Les vives négociations entre Michaeli et Huldai visant à fusionner leurs partis pour une course conjointe ont échoué jeudi, laissant à Huldai deux possibilités : celle d’essayer de se présenter seul et de voler quelques voix au camp de centre-gauche, sans aucune chance réelle d’entrer à la
Knesset ; ou celle d’avaler sa fierté et d’abandonner. Il a finalement opté pour cette seconde option vers 18h jeudi.
S’il était resté dans la course, il aurait à nouveau affronté Nitzan Horowitz, leader du parti de gauche Meretz. En 2013, quatre ans après son entrée à la Knesset, Horowitz était allé à contre-courant et s’était porté candidat à la mairie contre Huldai. Il avait échoué, bien qu’il eut décroché près de 40 % des voix.
Horowitz et la députée Meretz Tamar Zandberg vivent tous deux à proximité de la place Rabin, le cœur battant de la vie civique dans la ville.

Dans le nord de la ville, dans la partie plus huppée, vit le chef de Yesh Atid, Yair Lapid.
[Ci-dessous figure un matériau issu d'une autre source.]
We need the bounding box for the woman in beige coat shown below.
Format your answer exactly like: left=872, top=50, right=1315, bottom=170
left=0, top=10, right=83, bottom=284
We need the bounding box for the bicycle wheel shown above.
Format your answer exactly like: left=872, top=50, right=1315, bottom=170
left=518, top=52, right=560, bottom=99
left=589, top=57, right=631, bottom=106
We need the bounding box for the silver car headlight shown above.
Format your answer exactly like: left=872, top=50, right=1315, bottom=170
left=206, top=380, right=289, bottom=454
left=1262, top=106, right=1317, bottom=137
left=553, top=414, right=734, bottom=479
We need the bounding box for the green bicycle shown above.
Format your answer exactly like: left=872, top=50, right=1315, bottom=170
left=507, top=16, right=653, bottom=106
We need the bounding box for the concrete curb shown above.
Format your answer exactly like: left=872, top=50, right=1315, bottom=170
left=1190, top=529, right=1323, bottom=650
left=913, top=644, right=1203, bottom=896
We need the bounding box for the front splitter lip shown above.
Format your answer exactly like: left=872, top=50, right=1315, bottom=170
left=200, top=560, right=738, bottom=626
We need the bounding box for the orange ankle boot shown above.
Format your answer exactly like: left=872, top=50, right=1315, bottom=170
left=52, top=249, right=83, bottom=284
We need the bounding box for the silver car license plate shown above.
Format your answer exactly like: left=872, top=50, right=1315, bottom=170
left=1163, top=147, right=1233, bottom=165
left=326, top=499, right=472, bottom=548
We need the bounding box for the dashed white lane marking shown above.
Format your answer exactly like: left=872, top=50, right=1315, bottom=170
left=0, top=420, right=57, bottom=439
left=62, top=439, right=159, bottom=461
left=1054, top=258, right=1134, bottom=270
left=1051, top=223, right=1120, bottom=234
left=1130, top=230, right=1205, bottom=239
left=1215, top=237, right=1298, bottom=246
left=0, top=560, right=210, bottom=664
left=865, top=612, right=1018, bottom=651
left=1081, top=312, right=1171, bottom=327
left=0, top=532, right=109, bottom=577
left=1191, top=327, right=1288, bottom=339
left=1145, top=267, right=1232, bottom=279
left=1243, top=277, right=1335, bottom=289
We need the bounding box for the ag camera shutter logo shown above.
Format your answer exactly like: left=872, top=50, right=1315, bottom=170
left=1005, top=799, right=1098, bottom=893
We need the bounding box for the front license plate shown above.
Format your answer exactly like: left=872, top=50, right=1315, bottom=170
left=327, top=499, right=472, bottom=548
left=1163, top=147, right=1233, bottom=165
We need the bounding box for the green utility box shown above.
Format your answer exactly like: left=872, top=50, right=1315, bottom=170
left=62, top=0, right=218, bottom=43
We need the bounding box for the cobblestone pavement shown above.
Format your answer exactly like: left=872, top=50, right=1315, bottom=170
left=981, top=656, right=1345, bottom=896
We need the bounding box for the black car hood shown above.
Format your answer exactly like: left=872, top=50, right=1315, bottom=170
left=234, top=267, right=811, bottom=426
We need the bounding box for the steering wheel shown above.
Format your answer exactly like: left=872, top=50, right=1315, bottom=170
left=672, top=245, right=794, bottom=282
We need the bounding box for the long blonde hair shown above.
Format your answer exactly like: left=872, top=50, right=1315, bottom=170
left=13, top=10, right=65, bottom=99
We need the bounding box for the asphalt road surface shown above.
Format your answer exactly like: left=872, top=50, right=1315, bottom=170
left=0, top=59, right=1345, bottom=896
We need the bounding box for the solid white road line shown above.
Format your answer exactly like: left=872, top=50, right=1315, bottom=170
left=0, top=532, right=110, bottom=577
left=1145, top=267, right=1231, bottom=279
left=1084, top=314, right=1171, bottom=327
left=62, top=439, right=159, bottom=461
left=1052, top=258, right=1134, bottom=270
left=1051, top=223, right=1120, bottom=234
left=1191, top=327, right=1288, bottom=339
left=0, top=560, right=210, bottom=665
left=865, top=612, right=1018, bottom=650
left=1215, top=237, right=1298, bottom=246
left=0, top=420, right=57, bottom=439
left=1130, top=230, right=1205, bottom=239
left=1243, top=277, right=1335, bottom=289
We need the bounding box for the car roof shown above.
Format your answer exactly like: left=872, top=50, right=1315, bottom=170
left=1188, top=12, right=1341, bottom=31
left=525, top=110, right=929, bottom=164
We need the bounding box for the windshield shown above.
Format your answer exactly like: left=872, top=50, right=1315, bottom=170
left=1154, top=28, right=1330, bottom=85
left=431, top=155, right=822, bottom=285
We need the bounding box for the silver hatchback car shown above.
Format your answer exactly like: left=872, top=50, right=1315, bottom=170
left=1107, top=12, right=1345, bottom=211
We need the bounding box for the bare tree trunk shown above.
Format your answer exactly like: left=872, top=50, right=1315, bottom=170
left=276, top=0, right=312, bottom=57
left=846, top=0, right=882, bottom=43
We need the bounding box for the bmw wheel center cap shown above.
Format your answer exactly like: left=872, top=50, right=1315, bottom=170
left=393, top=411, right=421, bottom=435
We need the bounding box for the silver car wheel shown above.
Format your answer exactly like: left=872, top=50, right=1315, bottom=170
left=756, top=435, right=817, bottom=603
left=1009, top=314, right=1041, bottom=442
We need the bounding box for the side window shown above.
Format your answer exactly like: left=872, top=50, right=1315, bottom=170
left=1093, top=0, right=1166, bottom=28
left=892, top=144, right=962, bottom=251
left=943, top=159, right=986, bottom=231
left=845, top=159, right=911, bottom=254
Le quartier est devenu synonyme d’élite laïque et libérale restant fidèle à ce qu’elle est, et Lapid, champion de la laïcité, est considéré comme le candidat de choix parmi de nombreux bourgeois de la ville et de sa périphérie.
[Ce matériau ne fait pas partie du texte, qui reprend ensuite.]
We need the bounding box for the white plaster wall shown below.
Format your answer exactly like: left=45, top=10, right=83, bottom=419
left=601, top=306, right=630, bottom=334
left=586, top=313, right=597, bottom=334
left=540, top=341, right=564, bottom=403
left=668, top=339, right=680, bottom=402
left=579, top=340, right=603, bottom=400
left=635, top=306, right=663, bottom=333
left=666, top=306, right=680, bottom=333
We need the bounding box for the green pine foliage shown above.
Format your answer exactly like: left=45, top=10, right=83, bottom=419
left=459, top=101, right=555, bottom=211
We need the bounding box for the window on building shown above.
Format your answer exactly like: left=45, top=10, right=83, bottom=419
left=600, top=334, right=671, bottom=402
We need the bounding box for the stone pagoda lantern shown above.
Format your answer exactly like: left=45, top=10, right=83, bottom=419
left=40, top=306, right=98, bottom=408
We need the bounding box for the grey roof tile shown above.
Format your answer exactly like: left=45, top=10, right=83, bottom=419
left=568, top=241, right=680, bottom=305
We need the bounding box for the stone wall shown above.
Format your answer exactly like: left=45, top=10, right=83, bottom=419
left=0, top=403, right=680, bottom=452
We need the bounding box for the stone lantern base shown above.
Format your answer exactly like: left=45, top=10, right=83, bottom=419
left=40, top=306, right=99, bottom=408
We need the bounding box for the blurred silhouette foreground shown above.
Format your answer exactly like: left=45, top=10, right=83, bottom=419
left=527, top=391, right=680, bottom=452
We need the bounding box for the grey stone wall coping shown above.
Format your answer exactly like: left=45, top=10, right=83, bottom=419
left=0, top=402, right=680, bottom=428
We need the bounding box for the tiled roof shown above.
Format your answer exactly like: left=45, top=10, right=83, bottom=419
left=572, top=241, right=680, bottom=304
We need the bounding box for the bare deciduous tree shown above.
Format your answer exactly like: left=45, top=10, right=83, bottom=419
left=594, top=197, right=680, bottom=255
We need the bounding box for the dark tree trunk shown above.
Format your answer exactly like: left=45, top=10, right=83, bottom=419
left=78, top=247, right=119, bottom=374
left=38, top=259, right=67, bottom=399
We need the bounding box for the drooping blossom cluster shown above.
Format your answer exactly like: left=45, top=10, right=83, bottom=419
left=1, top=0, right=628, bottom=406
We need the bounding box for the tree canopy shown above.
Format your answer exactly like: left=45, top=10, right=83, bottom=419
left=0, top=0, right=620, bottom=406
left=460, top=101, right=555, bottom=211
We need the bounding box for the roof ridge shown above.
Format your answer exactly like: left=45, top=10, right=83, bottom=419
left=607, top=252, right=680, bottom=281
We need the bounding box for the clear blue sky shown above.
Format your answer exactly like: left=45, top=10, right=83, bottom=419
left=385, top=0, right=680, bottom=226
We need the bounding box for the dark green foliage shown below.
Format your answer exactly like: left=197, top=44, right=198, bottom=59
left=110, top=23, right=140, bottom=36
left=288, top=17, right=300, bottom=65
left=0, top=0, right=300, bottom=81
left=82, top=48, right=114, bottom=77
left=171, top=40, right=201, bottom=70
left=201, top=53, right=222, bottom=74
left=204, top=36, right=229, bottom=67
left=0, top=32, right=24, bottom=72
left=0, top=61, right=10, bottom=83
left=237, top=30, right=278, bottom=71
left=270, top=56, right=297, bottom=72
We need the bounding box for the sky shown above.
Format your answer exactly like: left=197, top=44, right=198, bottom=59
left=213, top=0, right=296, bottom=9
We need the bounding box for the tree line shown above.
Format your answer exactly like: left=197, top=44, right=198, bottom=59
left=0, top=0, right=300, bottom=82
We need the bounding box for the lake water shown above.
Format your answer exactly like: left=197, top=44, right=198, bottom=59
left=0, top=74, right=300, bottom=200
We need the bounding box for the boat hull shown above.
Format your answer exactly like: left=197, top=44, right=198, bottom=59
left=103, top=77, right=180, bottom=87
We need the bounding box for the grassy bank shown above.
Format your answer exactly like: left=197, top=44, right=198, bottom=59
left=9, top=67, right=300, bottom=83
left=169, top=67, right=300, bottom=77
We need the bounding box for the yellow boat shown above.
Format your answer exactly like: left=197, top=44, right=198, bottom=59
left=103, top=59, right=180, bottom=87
À l’heure actuelle, les sondages placent Yesh Atid au sommet du prétendu camp anti-Netanyahu, mais sur ce front, Lapid est confronté à un autre Tel Avivi qui ne correspond pas au moule supposé de la ville.
L’éclatement des bulles
Gideon Saar vit peut-être à Tel Aviv, mais son idéologie semble ancré dans la pierre de Jérusalem. Ancien DJ et membre et ministre de longue date du Likud, Saar s’est toujours démarqué à certains égards. Depuis son retour en politique il y a deux ans, il est devenu le visage de l’aile anti-Netanyahu au sein du Likud. Et depuis qu’il a été conduit vers la porte du parti, il représente maintenant un grand espoir pour ceux de l’extérieur qui veulent détrôner le Premier ministre.
Saar lui-même suit de près les stéréotypes de sa ville : il est socialement progressiste, laïc, enclin aux affaires et marié à une représentante de l’élite médiatique (sa femme, Geula Even-Saar, était présentatrice de Kan jusqu’au retour politique de son mari).
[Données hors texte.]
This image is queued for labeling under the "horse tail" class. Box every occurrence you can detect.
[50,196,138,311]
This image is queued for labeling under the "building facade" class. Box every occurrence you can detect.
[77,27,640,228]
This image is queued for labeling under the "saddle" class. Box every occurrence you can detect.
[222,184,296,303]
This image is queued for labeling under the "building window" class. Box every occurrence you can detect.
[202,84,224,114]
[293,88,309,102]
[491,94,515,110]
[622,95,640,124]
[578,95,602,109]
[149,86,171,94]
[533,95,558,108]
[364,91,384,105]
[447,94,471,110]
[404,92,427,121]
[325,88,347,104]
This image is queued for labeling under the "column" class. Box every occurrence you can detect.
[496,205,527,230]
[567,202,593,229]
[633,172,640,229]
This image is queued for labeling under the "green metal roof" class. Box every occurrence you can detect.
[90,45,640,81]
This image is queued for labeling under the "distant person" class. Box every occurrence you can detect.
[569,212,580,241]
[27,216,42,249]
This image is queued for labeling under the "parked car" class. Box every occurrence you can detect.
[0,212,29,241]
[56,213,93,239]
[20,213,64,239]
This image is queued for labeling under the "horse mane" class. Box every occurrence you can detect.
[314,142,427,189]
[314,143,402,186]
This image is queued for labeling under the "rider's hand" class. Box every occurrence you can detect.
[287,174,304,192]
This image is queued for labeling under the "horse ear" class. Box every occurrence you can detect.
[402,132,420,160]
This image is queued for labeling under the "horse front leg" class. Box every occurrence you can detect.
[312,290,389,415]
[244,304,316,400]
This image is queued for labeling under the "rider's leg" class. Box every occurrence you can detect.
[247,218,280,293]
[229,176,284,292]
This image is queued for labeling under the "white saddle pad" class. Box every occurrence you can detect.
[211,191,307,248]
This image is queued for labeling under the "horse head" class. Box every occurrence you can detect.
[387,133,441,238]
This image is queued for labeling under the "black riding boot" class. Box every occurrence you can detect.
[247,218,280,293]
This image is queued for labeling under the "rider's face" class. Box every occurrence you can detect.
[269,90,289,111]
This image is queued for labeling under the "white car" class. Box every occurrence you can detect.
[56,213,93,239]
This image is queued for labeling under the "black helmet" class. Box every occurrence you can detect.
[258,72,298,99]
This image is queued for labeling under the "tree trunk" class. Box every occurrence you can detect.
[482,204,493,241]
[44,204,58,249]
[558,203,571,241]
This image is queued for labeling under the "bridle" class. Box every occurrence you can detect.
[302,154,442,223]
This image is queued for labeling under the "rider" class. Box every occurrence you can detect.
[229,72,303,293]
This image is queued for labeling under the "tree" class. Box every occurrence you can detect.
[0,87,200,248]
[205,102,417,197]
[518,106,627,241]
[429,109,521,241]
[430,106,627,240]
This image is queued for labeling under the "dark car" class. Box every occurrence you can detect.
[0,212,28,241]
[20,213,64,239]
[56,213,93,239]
Politiquement, cependant, il reste un conservateur de droite, encore plus à droite que beaucoup au Likud (plus que Netanyahu). Certains pensent que sa double personnalité pourrait apporter une bouffée d’air frais sur une scène politique devenue obsolète après quatre campagnes électorales.
À certains égards, l’écart entre le lieu de résidence de Saar et son idéologie dément le mythe qu’est la bulle de Tel Aviv, cette idée que la ville est politiquement et culturellement coupée du reste du pays.
Pendant des années, certains ont tenté de montrer que le fait que Tel Aviv était sous-représenté à la Knesset et au cabinet ministériel était une preuve que la ville était déconnectée du débat politique national.
Bien sûr, Tel Aviv est parfois entré dans la cour des grands, mais c’est Jérusalem qui a dirigé ces derniers temps le spectacle. Ehud Barak, qui a démissionné de ses fonctions de ministre de la Défense en 2013, a été le dernier résident de Tel Aviv à occuper l’un des trois postes ministériels les plus importants.

Au cours de ces cinq dernières années, les progressistes de Tel Aviv ont vu les gouvernements religieux de droite successifs réduire des années de percées libérales et laïques tout en élargissant l’hégémonie religieuse, ce qui a entraîné une certaine frustration.

Par le passé, les Tel Avivim pouvaient limiter leurs manifestations à Tel Aviv. Mais chaque samedi soir depuis des mois, des milliers de manifestants ont fait le trajet de Tel Aviv à Jérusalem pour protester contre Netanyahu devant sa résidence officielle, dans la capitale.
Par le passé, seuls les habitants de Jérusalem manifestaient à Jérusalem (le fait que Jérusalem ne dispose pas d’un grand espace sans voitures comme la place Rabin a probablement aidé au maintien des manifestations à Tel Aviv), mais la bulle, s’il y en a jamais eu une, a éclaté.
Même si Netanyahu s’accroche à son siège de Premier ministre, rester au pouvoir nécessiterait presque certainement d’amener Tel Aviv dans son giron. Et s’il ne le fait pas, Israël pourrait connaître son premier Premier ministre originaire de Tel Aviv depuis que Barak a battu Netanyahu en 1999.